Thursday, March 25, 2010

Ada Lovelace

It's Ada Lovelace day! Or rather, it was yesterday, but I was stuck on a mandatory (and pointless) course so couldn't write anything about it. It was sunny outside, too.

Anyway, Ada Lovelace was a daughter of Lord Byron who is credited with writing the world's first computer program: she designed an algorithm to enable Charles Babbage's Analytical Engine to compute Bernoulli numbers. It's unfortunate that Babbage was unable to ever build the machine, but he was obviously very impressed with Lovelace, who he called The Enchantress of Numbers. And rightly so: she was a skilled mathematician and had enviable foresight about the future of computing. The (now pretty much defunct) programming language Ada was named after her.

While she is generally considered to be the originator of the computer program, I think her achievement goes much further than that. She invented the abstraction as software engineers think of it: in her case a systematic way of thinking that distinguishes what a computer is from what it does. The importance of abstraction in computing cannot be overstated. The reason computers can do such amazing things is that we know how to handle their complexity. This is done by heaping abstractions on top of each other, so we don't have to deal with the complexity of the levels below. Operating systems, drivers, programming languages, middleware, network protocols, meta languages, business logic, ontologies, business interaction protocols....

While computer programs are still the way we make computers do things to this day, it's for the concept of abstraction and how they make computer science possible, powerful and above all intersting that I celebrate the life of Augustus Ada King, Countess of Lovelace.

Ada Lovelace day is also about celebrating geek chick heroes. I have several.

Anyone who knows me will know I have always been in awe of Marie Curie.

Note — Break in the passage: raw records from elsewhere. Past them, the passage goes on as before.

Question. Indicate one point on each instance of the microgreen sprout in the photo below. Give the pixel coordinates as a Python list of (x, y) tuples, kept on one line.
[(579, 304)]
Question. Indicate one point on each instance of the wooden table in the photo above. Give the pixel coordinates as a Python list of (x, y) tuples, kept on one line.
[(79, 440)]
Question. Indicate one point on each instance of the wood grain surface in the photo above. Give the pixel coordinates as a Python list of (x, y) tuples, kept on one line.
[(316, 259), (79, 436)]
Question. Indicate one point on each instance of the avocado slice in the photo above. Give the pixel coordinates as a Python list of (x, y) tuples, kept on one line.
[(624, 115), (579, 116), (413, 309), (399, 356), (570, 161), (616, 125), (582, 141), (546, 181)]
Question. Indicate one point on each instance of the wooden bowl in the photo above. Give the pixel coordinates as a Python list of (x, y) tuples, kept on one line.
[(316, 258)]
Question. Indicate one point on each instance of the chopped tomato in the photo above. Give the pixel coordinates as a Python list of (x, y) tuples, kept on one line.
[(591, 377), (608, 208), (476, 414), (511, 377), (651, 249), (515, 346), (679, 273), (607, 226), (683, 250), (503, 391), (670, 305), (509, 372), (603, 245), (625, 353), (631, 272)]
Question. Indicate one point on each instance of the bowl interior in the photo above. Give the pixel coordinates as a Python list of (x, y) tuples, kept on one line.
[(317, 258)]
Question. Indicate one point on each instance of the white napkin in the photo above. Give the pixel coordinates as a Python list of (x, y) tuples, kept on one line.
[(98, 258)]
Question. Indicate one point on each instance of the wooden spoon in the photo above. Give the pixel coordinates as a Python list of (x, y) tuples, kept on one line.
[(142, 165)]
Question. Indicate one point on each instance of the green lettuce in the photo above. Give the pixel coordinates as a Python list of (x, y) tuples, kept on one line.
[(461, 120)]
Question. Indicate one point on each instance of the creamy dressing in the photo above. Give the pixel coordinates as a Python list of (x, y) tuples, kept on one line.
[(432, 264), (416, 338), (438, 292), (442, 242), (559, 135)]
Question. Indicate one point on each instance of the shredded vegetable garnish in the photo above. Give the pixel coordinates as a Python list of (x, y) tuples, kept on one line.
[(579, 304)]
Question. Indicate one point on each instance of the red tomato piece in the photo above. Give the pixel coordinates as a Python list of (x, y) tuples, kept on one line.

Not only the first woman to win a Nobel prize, but the first person of either sex to win two.

Rosalind Franklin
, whose work was crucial to the discovery of the structure of DNA by Watson and Crick, but who (outrageously) didn't share the prize.

Fran Allen, who was the first woman to receive the Turing Award, which is sorta kinda like the Turing of computer science. She also (topically) won the Ada Lovelace award in 2002.

The women of Bletchley Park. Read about their genius and importance here.

But while I'm on the subject, I can't limit myself to geek heroes. I'm also going to cite:

Ayaan Hirsi Ali. I'm not going to say anything about her here because I want you to read about her.

Ophelia Benson, brilliant and awesomely beligerant philosopher.

Rebecca Watson, Skepchic founder and the queen of irreverance.

Please understand that I don't use the word 'hero' lightly. Most people I know either bandy the word around meaninglessly or claim they have no heroes. I don't understand people of the latter sort.

I consider heroes as people who I admire and who surprise me. People who do things I probably can't....but might possibly be able to. People who overcome odds that I can barely understand.... People who keep out-thinking me. Yeah, these people are my heroes.